The Legal Requirements
Reaffirmation agreements must meet specific legal standards to be valid:
- The agreement must be voluntary – no one can force you to sign
- It must be filed within 60 days after your first creditors’ meeting
- You have the right to cancel within 60 days after signing or before discharge, whichever comes first
- The court must find that reaffirmation won’t cause undue hardship
If you have an attorney, they must certify that you were fully informed and that the agreement won’t create financial hardship. Without an attorney, you’ll need to attend a court hearing where a judge reviews your decision.
Risks and Disadvantages
Before signing a reaffirmation agreement, consider these serious drawbacks:
No Second Chance
Once reaffirmed, the debt cannot be discharged in your current bankruptcy. If you can’t make payments later, you’re still responsible for the full amount.
Collection Actions Return
If you default on a reaffirmed debt, creditors can sue you, garnish wages, and use other collection methods that bankruptcy normally prevents.
Financial Strain
Reaffirming debt means less money for living expenses and rebuilding your financial life after bankruptcy.
Alternatives to Consider
Before reaffirming, explore these options:
- Redemption: Pay the current value of secured property in one lump sum instead of the full loan balance
- Voluntary surrender: Return the property and discharge the debt
- Retain and pay: Keep making payments without reaffirming (not allowed in all jurisdictions)

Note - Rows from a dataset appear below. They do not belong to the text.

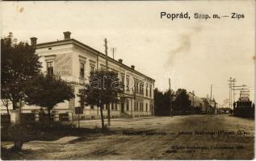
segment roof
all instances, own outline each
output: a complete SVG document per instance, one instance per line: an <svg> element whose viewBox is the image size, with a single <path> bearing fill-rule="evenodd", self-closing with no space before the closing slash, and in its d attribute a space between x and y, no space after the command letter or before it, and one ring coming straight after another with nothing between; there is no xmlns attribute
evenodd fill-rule
<svg viewBox="0 0 256 161"><path fill-rule="evenodd" d="M80 46L82 47L82 48L86 48L86 49L89 49L89 50L91 50L93 52L93 53L96 54L96 55L99 55L103 58L106 57L106 55L89 47L88 45L86 45L79 41L78 41L77 39L62 39L62 40L57 40L57 41L52 41L52 42L47 42L47 43L37 43L36 45L36 48L43 48L43 47L52 47L52 46L58 46L58 45L63 45L63 44L68 44L68 43L73 43L73 44L76 44L78 46ZM125 65L123 63L120 63L119 61L117 61L116 60L114 60L112 59L111 57L109 57L107 56L107 59L108 60L111 60L120 66L122 66L123 68L125 68L128 70L130 70L131 72L133 72L135 73L137 73L137 74L140 74L140 75L142 75L143 76L146 77L147 79L152 80L152 81L155 81L155 80L153 80L153 78L150 78L144 74L142 74L141 72L135 70L135 69L132 69L131 67L128 66L128 65Z"/></svg>

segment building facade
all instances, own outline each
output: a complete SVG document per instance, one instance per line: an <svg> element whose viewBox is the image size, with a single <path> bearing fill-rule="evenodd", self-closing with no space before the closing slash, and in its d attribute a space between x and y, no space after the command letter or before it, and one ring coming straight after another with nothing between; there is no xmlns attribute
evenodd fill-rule
<svg viewBox="0 0 256 161"><path fill-rule="evenodd" d="M64 32L64 39L54 42L36 43L36 38L31 38L31 45L36 47L36 54L42 63L42 72L60 76L65 80L75 93L75 97L69 101L58 104L52 110L55 114L69 113L72 119L77 119L77 107L82 107L81 119L100 118L99 107L94 105L85 106L77 96L78 90L89 82L90 71L106 69L106 55L70 38L71 33ZM124 85L124 93L119 96L120 103L111 104L111 118L132 118L153 115L154 80L135 70L132 65L123 64L107 57L108 70L118 73ZM40 107L23 105L23 112L37 111ZM107 117L104 105L103 115Z"/></svg>

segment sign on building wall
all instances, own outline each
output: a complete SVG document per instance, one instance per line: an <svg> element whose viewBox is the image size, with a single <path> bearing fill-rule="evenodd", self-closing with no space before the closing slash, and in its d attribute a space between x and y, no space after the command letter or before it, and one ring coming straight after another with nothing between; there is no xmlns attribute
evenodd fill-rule
<svg viewBox="0 0 256 161"><path fill-rule="evenodd" d="M71 76L72 75L72 55L60 54L54 60L55 74L57 76Z"/></svg>

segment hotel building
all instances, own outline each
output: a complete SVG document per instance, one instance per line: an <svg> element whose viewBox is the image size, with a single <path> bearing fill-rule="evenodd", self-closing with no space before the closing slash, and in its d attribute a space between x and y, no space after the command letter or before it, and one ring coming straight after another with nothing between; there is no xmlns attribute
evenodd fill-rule
<svg viewBox="0 0 256 161"><path fill-rule="evenodd" d="M70 38L69 31L64 32L64 39L36 43L37 38L31 38L31 45L36 47L36 54L40 56L42 71L61 76L72 85L75 97L58 104L53 114L69 113L73 120L78 118L78 106L82 107L81 119L100 118L99 107L81 104L77 96L78 90L88 83L90 72L105 68L106 55ZM111 118L133 118L153 115L154 80L136 71L134 65L128 67L122 60L107 57L108 69L118 73L124 85L124 93L119 96L120 102L110 105ZM23 113L38 111L40 107L23 105ZM104 105L103 115L107 117Z"/></svg>

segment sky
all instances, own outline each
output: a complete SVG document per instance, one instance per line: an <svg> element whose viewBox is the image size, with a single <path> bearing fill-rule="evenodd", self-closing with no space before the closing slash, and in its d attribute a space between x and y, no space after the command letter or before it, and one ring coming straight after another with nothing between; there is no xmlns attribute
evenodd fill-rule
<svg viewBox="0 0 256 161"><path fill-rule="evenodd" d="M155 87L195 91L220 104L229 98L228 80L246 85L254 100L255 2L2 2L2 36L37 43L75 39L104 52L103 39L115 47L115 59L155 79ZM191 19L171 20L161 12L188 12ZM244 19L231 19L231 13ZM218 14L216 19L194 14ZM110 54L110 56L111 56ZM238 97L237 92L236 99Z"/></svg>

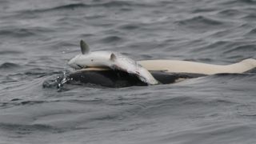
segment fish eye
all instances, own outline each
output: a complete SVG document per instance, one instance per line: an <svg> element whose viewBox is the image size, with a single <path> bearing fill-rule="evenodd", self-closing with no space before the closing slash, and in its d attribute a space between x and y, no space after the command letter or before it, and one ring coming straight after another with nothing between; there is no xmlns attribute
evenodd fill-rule
<svg viewBox="0 0 256 144"><path fill-rule="evenodd" d="M82 68L83 68L83 66L81 66L81 65L78 65L78 64L77 64L77 66L78 66L80 69L82 69Z"/></svg>

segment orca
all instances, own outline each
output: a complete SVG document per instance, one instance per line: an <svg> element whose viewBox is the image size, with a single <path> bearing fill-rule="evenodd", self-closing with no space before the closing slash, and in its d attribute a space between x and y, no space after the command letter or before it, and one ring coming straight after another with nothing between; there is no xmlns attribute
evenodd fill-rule
<svg viewBox="0 0 256 144"><path fill-rule="evenodd" d="M76 69L67 75L70 83L79 82L106 87L127 87L148 86L149 81L153 79L154 84L170 84L186 78L217 74L242 74L256 69L255 58L229 65L166 59L134 62L114 52L90 53L83 41L80 45L82 54L72 58L68 63ZM119 62L121 59L121 62L116 62L117 58L119 58ZM130 67L132 68L128 70ZM143 73L138 74L137 72L142 71L138 70L138 67L145 70ZM143 74L146 75L146 78Z"/></svg>

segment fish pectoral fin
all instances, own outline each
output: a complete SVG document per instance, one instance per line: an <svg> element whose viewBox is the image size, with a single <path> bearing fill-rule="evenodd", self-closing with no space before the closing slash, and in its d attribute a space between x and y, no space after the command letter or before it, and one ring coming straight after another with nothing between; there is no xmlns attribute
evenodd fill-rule
<svg viewBox="0 0 256 144"><path fill-rule="evenodd" d="M90 52L89 46L83 41L80 41L80 48L82 54L86 54Z"/></svg>
<svg viewBox="0 0 256 144"><path fill-rule="evenodd" d="M116 60L117 60L117 56L114 54L114 53L112 53L111 54L111 55L110 55L110 61L112 61L112 62L115 62Z"/></svg>

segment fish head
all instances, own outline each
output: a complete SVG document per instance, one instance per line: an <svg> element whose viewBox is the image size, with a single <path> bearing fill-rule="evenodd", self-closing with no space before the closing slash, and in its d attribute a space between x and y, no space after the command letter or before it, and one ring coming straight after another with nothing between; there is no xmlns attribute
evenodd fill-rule
<svg viewBox="0 0 256 144"><path fill-rule="evenodd" d="M78 54L68 62L68 65L75 69L80 70L87 67L90 65L90 48L88 45L82 40L80 41L80 47L82 54Z"/></svg>

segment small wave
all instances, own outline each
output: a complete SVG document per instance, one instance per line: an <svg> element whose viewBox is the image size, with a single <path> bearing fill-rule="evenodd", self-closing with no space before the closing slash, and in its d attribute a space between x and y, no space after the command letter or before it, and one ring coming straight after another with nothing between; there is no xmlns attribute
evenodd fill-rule
<svg viewBox="0 0 256 144"><path fill-rule="evenodd" d="M0 51L0 55L5 55L5 54L22 54L21 51L14 51L14 50L3 50Z"/></svg>
<svg viewBox="0 0 256 144"><path fill-rule="evenodd" d="M226 1L224 2L221 2L222 5L227 5L230 6L230 5L237 5L237 4L256 4L256 1L254 0L233 0L233 1Z"/></svg>
<svg viewBox="0 0 256 144"><path fill-rule="evenodd" d="M203 23L206 25L222 25L222 22L205 18L203 16L194 17L191 18L178 21L176 22L178 22L180 25L191 25L191 24L199 24L199 23Z"/></svg>
<svg viewBox="0 0 256 144"><path fill-rule="evenodd" d="M242 13L238 10L227 9L227 10L224 10L218 12L218 14L228 17L228 16L238 16Z"/></svg>
<svg viewBox="0 0 256 144"><path fill-rule="evenodd" d="M193 17L191 18L176 21L176 24L182 26L186 26L190 29L196 29L198 30L209 30L212 28L219 27L223 26L223 22L211 19L209 18L205 18L203 16Z"/></svg>
<svg viewBox="0 0 256 144"><path fill-rule="evenodd" d="M256 17L255 17L256 18ZM256 28L249 31L246 35L256 35Z"/></svg>
<svg viewBox="0 0 256 144"><path fill-rule="evenodd" d="M18 67L20 67L20 66L12 62L5 62L0 66L0 69L14 69Z"/></svg>
<svg viewBox="0 0 256 144"><path fill-rule="evenodd" d="M46 28L42 27L30 27L30 28L12 28L0 30L0 36L11 36L14 38L36 36L40 33L50 32Z"/></svg>
<svg viewBox="0 0 256 144"><path fill-rule="evenodd" d="M72 3L72 4L67 4L63 6L58 6L55 7L51 8L46 8L46 9L39 9L39 10L24 10L22 11L23 13L42 13L42 12L49 12L49 11L54 11L54 10L74 10L75 9L78 8L94 8L94 7L125 7L125 6L148 6L146 4L139 4L139 3L134 3L131 2L126 2L126 1L112 1L112 2L102 2L102 3L90 3L90 4L86 4L82 2L78 3Z"/></svg>
<svg viewBox="0 0 256 144"><path fill-rule="evenodd" d="M136 24L125 24L119 26L119 29L125 30L132 30L139 28L140 26Z"/></svg>
<svg viewBox="0 0 256 144"><path fill-rule="evenodd" d="M245 51L251 51L254 52L256 50L256 45L254 44L249 44L249 45L241 45L235 46L232 49L227 50L224 52L224 54L229 54L231 52L245 52Z"/></svg>
<svg viewBox="0 0 256 144"><path fill-rule="evenodd" d="M9 124L9 123L0 123L0 128L4 129L6 130L17 130L22 131L21 134L27 134L35 130L40 131L52 131L52 132L59 132L60 130L54 128L50 126L47 125L42 125L42 124L34 124L34 125L21 125L21 124Z"/></svg>
<svg viewBox="0 0 256 144"><path fill-rule="evenodd" d="M108 36L106 38L102 38L101 42L103 43L112 43L121 42L122 40L122 38L118 36Z"/></svg>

- Negotiate new terms: Work with creditors for better payment arrangements
Making the Right Decision
Deciding whether to sign a reaffirmation agreement requires careful thought about your financial situation. Ask yourself:
- Can I realistically afford the payments long-term?
- Is the property essential for my work or family?
- Could I replace the item for less than what I owe?
- Am I reaffirming out of emotion rather than practical need?
Remember, bankruptcy exists to give you a fresh financial start. Reaffirming debt works against this goal, so make sure the benefits clearly outweigh the risks in your specific situation.
Getting Professional Help
Because reaffirmation agreements have lasting consequences, it’s wise to consult with a bankruptcy attorney before signing. They can review your budget, explain your options, and help you understand whether reaffirmation makes sense for your circumstances.
Your attorney can also negotiate with creditors for better terms or explore alternatives that might better serve your interests. Even if you’re handling bankruptcy without a lawyer, consider getting legal advice specifically about reaffirmation decisions.
Reaffirmation agreements can be useful tools in specific situations, but they require careful consideration. Take time to understand all your options and make choices that support your long-term financial recovery.